Valley Fever is an occupational disease that is caused by the inhalation of harmful spores that become airborne during activities that disturb the soil. Employers must take precautions to limit the amount of dust, and provide workers with respiratory protection. Cal/OSHA investigators determined that the employer made no effort to mitigate potential health concerns when workers had to dig trenches to gain access to gas lines in counties known to pose Valley Fever risks.

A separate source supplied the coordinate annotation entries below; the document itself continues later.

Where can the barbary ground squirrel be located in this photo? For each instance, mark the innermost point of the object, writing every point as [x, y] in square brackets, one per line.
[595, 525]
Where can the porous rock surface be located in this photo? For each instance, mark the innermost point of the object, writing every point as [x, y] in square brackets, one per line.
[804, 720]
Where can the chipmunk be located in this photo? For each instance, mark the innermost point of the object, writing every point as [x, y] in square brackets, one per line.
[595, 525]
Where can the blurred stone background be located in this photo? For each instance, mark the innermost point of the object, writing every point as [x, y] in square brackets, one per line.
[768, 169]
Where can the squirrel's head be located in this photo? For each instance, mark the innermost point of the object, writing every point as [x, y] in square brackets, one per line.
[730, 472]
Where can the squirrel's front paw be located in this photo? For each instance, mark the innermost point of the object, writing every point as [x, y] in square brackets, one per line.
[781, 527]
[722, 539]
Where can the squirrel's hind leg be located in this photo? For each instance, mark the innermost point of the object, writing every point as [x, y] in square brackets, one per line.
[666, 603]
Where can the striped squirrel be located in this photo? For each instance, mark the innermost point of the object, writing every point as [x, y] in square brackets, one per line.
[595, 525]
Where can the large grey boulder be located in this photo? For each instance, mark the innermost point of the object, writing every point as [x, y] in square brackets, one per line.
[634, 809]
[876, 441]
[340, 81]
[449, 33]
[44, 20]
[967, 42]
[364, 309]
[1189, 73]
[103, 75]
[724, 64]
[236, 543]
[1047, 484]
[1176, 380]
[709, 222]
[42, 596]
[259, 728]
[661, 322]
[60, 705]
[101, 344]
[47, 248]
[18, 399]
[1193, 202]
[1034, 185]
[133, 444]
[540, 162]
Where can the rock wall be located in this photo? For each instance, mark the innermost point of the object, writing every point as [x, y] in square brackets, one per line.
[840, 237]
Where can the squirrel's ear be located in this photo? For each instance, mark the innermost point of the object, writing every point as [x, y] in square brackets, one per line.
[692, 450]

The two workers were admitted to a hospital after they developed flu-like symptoms. They were diagnosed with Coccidioidomycosis caused by the fungal spores. The consequences of severe cases of Valley Fever can include serious damage to the lungs. The safety agency found that the employer disregarded all the tips and safety guidelines to limit exposure.
To avoid serious lung problems, San Diego workers are advised to see a doctor if they feel fatigued, short of breath and feverish after being exposed to dust. The California workers' compensation insurance program will likely cover the doctors' bills and hospital fees. With the assistance of an experienced workers' comp attorney, they can increase their chances of receiving maximum wage replacement benefits for lost workdays and other applicable benefits after any workplace injuries or illnesses.